Charles Edward Shannon Jr. (August 31, 1943 – April 5, 2005) was a Massachusetts state senator. He represented the Second Middlesex district from 1991 until his death in 2005, first as a Republican and later as a Democrat. A resident of Winchester, Massachusetts, Shannon served as a Lexington policeman and a Winchester town official prior to serving in the state legislature.

==Biography==
Born and raised in Cambridge, Massachusetts, Shannon attended St. Mary's Elementary School and St. Mary's High School. He graduated with a B.S. from Northeastern University in Boston. He served as a police officer for 20 years in Lexington, Massachusetts until a heart attack led him to be medically retired from the force. He was cited and received awards for heroism twice. He moved to Winchester in 1982. He eventually was elected and served as chairman of the Winchester Board of Assessors from 1989 until 1990. He was elected as a Republican for the Massachusetts Senate, unseating 6 term Democratic incumbent Salvatore Albano, and was sworn in January 1991. In December 1996 he announced a switch to the Democratic Party, reversing an earlier switch; he had been a Democrat prior to serving in the Senate.

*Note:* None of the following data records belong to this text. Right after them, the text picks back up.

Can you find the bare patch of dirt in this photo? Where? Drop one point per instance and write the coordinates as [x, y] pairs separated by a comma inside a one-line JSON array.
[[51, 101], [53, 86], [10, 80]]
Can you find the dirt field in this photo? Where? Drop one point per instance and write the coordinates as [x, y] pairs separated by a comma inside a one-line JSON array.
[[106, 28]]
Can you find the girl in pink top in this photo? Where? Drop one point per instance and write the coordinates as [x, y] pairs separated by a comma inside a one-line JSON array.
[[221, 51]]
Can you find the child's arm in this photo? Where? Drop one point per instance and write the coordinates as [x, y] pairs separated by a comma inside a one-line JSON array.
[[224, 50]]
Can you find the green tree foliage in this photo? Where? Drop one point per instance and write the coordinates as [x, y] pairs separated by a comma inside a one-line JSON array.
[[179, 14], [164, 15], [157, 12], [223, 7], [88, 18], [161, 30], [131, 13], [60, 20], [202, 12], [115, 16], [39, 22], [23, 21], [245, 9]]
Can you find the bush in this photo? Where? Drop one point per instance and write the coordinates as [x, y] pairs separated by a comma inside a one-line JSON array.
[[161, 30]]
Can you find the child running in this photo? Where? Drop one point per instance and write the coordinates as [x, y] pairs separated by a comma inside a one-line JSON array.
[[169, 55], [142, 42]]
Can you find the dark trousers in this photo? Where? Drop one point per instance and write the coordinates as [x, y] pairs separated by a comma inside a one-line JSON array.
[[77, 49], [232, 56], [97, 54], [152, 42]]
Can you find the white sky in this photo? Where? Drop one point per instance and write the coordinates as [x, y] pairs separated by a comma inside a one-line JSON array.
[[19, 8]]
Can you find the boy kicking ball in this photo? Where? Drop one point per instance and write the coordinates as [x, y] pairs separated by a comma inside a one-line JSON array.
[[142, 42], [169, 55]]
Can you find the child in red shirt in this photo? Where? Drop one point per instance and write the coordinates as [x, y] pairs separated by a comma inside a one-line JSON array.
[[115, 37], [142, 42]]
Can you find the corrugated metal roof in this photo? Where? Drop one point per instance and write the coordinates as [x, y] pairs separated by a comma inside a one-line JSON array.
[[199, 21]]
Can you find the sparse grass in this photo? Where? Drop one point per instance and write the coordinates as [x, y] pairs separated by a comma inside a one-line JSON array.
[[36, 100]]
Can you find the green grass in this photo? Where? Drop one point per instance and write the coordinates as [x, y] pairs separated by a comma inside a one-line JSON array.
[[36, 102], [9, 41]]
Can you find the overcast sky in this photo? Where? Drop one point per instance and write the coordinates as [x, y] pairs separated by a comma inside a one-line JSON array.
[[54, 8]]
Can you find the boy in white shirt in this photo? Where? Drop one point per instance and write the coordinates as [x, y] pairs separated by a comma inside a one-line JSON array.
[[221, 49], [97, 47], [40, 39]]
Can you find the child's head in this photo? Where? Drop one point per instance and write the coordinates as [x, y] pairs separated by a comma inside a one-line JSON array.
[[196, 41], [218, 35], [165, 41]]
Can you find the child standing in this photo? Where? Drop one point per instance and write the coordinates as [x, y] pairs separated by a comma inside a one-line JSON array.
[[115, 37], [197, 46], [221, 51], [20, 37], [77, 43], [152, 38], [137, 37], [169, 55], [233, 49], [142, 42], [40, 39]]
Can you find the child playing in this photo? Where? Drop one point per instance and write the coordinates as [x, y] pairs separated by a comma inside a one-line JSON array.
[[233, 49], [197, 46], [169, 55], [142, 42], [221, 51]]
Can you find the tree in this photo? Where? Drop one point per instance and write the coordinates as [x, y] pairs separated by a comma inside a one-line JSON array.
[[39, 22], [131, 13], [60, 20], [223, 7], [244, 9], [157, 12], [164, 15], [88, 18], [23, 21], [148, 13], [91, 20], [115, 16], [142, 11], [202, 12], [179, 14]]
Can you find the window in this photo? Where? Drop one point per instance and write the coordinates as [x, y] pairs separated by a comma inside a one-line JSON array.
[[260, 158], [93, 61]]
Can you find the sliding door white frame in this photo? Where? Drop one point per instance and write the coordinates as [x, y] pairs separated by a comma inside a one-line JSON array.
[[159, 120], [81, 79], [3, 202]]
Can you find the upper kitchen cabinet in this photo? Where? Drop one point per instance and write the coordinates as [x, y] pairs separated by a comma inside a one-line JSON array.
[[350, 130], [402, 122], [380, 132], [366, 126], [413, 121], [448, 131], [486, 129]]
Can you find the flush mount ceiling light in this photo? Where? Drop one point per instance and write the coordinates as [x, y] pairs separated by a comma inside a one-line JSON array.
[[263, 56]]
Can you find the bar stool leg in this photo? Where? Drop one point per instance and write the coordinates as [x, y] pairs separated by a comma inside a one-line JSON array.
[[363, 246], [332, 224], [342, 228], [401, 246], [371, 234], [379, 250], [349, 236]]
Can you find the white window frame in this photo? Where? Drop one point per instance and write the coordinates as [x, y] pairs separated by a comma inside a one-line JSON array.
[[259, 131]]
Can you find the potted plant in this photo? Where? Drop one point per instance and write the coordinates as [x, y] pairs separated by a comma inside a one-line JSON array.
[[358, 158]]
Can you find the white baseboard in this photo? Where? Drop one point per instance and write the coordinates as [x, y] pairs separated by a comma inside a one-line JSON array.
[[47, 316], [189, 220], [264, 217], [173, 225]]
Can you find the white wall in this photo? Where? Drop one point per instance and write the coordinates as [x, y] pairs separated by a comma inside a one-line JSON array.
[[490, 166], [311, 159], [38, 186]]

In December 2004, shortly after election to an eighth term, Shannon was diagnosed with leukemia. He had previously been treated for cancer in 1990 and 2002. In February 2005 he received a bone marrow transplant. Antirejection drugs he took after the transplant caused an adverse reaction, which led to his death from heart failure. He died April 5, 2005, at Massachusetts General Hospital in Boston.

==Honors==
In 2008, Sandy Beach in the Mystic River Reservation was renamed to Charles E. Shannon Jr. Memorial Beach.